Paintings of children on the US -Mexico border wall in Arizona
School kid decorations on the US to Mexico border wall in Arizona. Photo courtesy of Shutterstock

Confirmed Judges, Confirmed Fears” is a blog series documenting the harmful impact of President Trump’s judges on Americans’ rights and liberties. Cases in the series can be found by issue and by judge at this link.

Trump Ninth Circuit judge Daniel Collins tried in dissent to overturn a district court injunction that prohibited as illegal any further construction of the Trump border wall with Mexico. The majority rejected that view and affirmed the district court order in its October 2020 decision in Sierra Club v. Trump.

 After Congress denied funding to the Trump Administration to build Trump’s border wall with Mexico, Trump directed the Department of Defense (DOD) to begin to build it anyway, using $3.6 billion appropriated for military construction projects. In response to suits filed by the Sierra Club, other groups, and nine states, a federal district court decided that the President’s diversion of such funds was illegal and enjoined wall construction, although it agreed to stay its order pending appeal.

On October 9, 2020, the Ninth Circuit decided the appeal, agreed with the district court that Trump’s actions were illegal, and lifted the stay of the district court’s injunction. In an opinion by Chief Judge Sidney Thomas, the court ruled that the federal law that authorizes emergency military construction, 10 U.S.C. 2808 (“2808”), “did not” permit use of the funds for construction of the wall. The court also agreed that it was appropriate to issue a “permanent injunction” stopping the Administration “from using military construction funds appropriated for other purposes to build a border wall.” Although the court recognized the “deference” owed by the courts to the Executive Branch, it explained that where Congress has “clung” to its power to legislate concerning emergencies “with both hands” by “withholding funding for border wall construction” and by “attempting to terminate the existence of national emergency on the southern border on two separate occasions” with a majority in both houses, the court cannot properly “pry” that power “from Congress’ grasp.”

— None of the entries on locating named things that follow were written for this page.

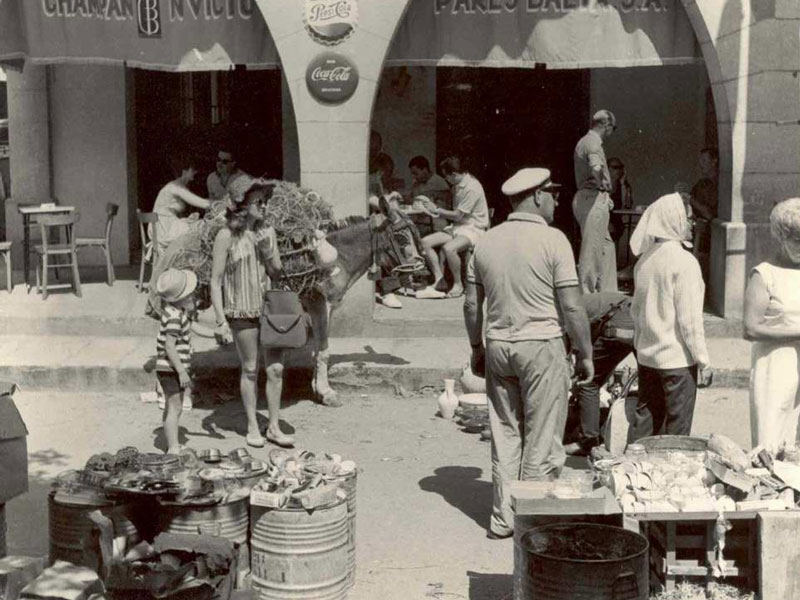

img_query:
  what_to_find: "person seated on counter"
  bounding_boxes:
[417,156,489,298]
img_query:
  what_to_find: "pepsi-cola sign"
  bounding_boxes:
[303,0,358,46]
[306,52,358,104]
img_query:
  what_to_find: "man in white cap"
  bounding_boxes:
[464,168,594,539]
[572,110,617,293]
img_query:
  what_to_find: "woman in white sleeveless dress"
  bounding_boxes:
[744,198,800,452]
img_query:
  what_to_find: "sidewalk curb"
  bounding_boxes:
[0,365,750,393]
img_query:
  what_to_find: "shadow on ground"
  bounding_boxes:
[467,571,514,600]
[330,346,410,367]
[419,466,492,529]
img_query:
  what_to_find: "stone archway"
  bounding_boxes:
[257,0,750,324]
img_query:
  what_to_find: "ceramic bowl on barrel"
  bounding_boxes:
[198,448,222,463]
[228,448,250,462]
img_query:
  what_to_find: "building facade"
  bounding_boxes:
[0,0,800,326]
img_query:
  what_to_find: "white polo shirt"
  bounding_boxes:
[453,173,489,231]
[467,213,578,342]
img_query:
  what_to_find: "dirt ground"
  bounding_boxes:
[7,389,749,600]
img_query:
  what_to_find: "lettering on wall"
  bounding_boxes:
[431,0,669,15]
[303,0,358,46]
[41,0,256,22]
[306,52,358,104]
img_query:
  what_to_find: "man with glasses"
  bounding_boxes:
[206,148,247,200]
[572,110,617,294]
[464,168,594,539]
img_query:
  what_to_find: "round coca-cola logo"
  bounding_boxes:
[303,0,358,46]
[306,52,358,104]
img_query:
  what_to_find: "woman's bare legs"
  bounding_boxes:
[231,327,260,437]
[264,348,294,446]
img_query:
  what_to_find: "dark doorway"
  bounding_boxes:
[436,67,590,236]
[131,67,283,241]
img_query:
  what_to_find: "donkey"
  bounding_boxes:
[146,199,425,406]
[302,199,425,406]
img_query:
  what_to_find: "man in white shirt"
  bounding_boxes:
[422,156,489,298]
[464,168,594,539]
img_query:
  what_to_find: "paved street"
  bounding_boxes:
[8,389,749,600]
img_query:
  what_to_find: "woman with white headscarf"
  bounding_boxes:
[744,198,800,452]
[628,193,711,442]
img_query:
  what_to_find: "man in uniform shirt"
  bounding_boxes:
[464,168,594,539]
[206,149,247,200]
[572,110,617,293]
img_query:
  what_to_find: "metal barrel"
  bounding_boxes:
[339,471,357,587]
[159,496,250,565]
[521,523,650,600]
[47,492,141,566]
[250,499,348,600]
[0,502,8,558]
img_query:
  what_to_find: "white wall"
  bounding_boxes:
[50,65,129,265]
[372,67,436,189]
[587,65,709,209]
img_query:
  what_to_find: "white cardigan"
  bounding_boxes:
[631,241,710,369]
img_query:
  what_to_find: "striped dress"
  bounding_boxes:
[156,302,192,373]
[222,229,277,319]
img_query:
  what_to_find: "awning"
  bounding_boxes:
[0,0,279,71]
[387,0,702,69]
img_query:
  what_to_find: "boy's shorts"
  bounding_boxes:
[156,371,182,398]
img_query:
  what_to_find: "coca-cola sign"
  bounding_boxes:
[306,52,358,104]
[304,0,358,46]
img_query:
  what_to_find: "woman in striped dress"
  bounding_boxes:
[210,177,294,448]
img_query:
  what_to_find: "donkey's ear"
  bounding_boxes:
[370,213,389,232]
[378,195,392,216]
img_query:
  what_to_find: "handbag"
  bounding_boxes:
[259,290,311,348]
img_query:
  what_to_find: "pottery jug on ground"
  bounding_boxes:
[439,379,458,419]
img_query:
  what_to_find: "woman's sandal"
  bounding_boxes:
[267,430,294,448]
[245,433,264,448]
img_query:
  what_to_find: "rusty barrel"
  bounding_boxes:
[332,471,357,587]
[47,492,141,565]
[521,523,650,600]
[250,499,348,600]
[159,496,250,565]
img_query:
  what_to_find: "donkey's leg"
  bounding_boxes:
[311,298,342,407]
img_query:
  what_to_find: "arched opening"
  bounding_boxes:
[371,0,733,321]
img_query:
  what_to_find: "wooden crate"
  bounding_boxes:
[640,513,759,592]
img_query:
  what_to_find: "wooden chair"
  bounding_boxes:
[136,209,158,292]
[75,202,119,285]
[33,211,83,300]
[0,242,13,294]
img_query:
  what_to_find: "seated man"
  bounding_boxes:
[406,156,453,236]
[417,156,489,298]
[206,146,247,200]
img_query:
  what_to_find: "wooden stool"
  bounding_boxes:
[0,242,13,294]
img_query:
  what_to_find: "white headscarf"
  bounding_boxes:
[630,193,691,256]
[769,198,800,264]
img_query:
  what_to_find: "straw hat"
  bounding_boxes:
[156,269,197,303]
[501,167,561,196]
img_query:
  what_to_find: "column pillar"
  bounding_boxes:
[257,0,409,336]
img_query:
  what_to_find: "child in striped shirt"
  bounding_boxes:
[156,269,206,454]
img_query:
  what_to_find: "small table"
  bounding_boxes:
[611,208,644,264]
[17,204,75,292]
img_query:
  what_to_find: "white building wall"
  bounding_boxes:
[50,65,129,266]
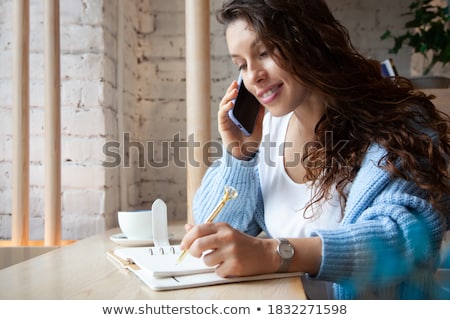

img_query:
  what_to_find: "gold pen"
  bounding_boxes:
[177,186,238,264]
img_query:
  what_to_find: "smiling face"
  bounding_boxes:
[226,19,317,116]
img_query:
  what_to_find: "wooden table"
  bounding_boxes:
[0,224,306,300]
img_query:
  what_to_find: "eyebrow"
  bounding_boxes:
[230,39,262,58]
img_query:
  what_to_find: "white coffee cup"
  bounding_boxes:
[117,210,153,240]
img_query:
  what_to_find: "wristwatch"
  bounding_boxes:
[277,238,295,272]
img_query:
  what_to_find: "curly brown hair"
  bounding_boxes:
[216,0,450,218]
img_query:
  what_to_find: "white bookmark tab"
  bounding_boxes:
[152,199,170,247]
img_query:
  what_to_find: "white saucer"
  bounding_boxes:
[109,233,173,247]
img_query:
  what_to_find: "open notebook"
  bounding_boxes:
[107,199,301,290]
[107,246,302,290]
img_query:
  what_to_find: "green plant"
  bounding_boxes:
[381,0,450,75]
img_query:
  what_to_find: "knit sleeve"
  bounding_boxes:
[312,144,446,298]
[314,178,445,298]
[193,152,264,235]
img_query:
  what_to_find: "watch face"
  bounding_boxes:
[280,242,294,259]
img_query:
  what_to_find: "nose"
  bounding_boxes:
[246,62,266,87]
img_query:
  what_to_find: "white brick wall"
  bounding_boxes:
[0,0,448,239]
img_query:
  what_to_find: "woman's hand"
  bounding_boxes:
[181,222,280,277]
[217,80,264,160]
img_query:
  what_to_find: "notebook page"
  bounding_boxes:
[114,246,214,278]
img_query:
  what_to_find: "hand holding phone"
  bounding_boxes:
[228,75,260,136]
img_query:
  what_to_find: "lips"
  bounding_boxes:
[258,84,282,103]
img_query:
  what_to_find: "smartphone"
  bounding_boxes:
[228,75,260,136]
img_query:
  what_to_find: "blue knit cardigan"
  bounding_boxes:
[193,144,450,299]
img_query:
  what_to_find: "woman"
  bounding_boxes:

Trump judge Daniel Collins dissented. He argued that under his view of the “plain language” of 2808, the border wall fell under the definition of “other activity” under the jurisdiction of the Secretary of Defense that can be undertaken pursuant to a presidential declaration of emergency.

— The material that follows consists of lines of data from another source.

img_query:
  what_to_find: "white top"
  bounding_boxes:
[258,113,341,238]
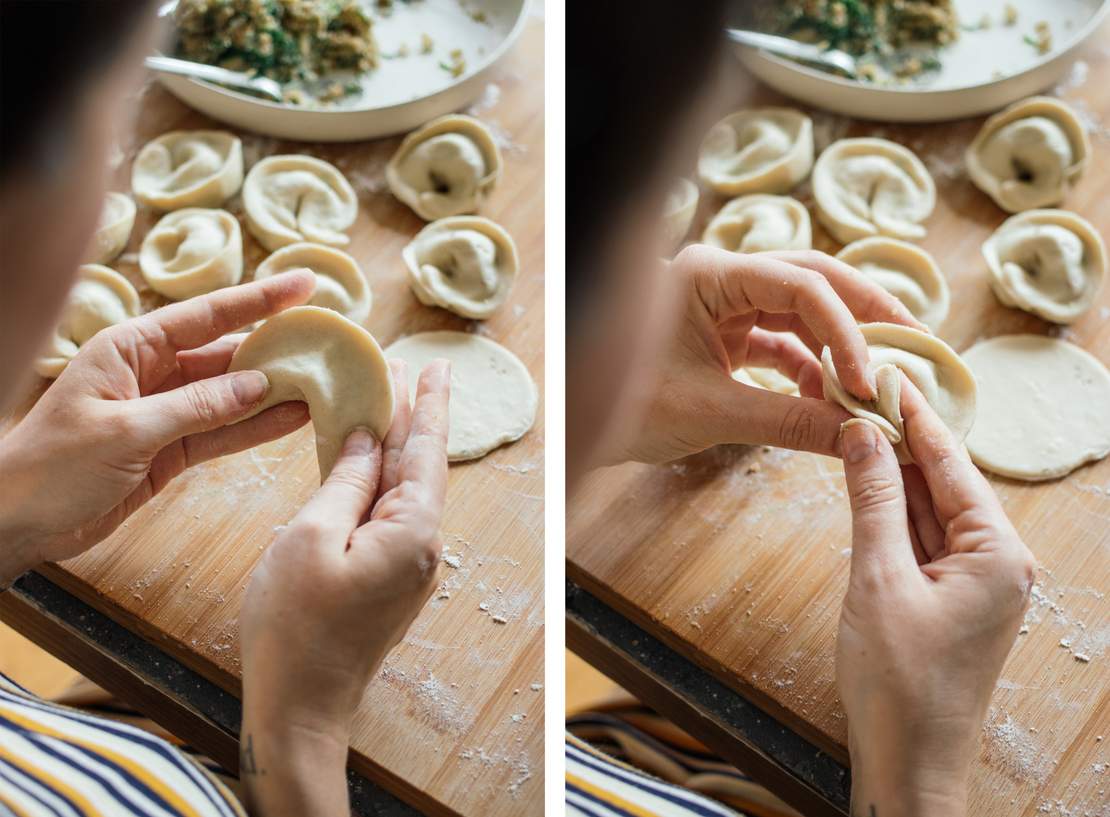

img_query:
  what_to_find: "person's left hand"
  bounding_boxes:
[0,270,315,581]
[603,244,928,463]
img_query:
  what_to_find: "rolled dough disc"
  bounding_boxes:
[385,332,539,462]
[963,335,1110,482]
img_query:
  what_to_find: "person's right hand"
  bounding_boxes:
[836,376,1036,817]
[240,361,451,817]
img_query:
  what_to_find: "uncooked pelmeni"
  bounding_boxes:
[139,208,243,301]
[814,138,937,244]
[401,215,521,320]
[982,210,1107,323]
[34,264,141,377]
[228,306,393,482]
[243,154,359,251]
[385,114,502,221]
[963,335,1110,482]
[966,97,1091,213]
[663,179,698,253]
[131,131,243,210]
[697,108,814,195]
[385,332,539,462]
[89,193,135,264]
[254,242,373,323]
[821,323,976,464]
[837,235,950,330]
[702,194,813,252]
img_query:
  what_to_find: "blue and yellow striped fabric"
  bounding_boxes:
[0,675,246,817]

The majority explained what was wrong with that claim, which was also raised by the Trump Administration. The administration’s broad interpretation of “other activities,” the majority pointed out, would grant “essentially boundless authority to build anything they want, anywhere they want,” if the DOD gains jurisdiction over “the land where the construction will occur.” It would allow the Administration to “redirect funds at will without regard to the normal appropriations process” or the specific statutory language in 1808 that states that “other activities” should relate specifically to a “base, camp, post, station, yard [or] center.” The administration’s broad interpretation, the majority went on, would “run afoul of the separation of powers, which provide Congress with exclusive control over appropriations.”

This case is far from over, since the Trump Administration may well seek a stay from the Supreme Court, as it did in a previous case.  At least as of now, as the Sierra Club has noted, the decision is “monumental for border communities, wildlife, and lands,” as well as “for democracy.” It it had been up to Trump judge Collins, however, wall construction would have continued.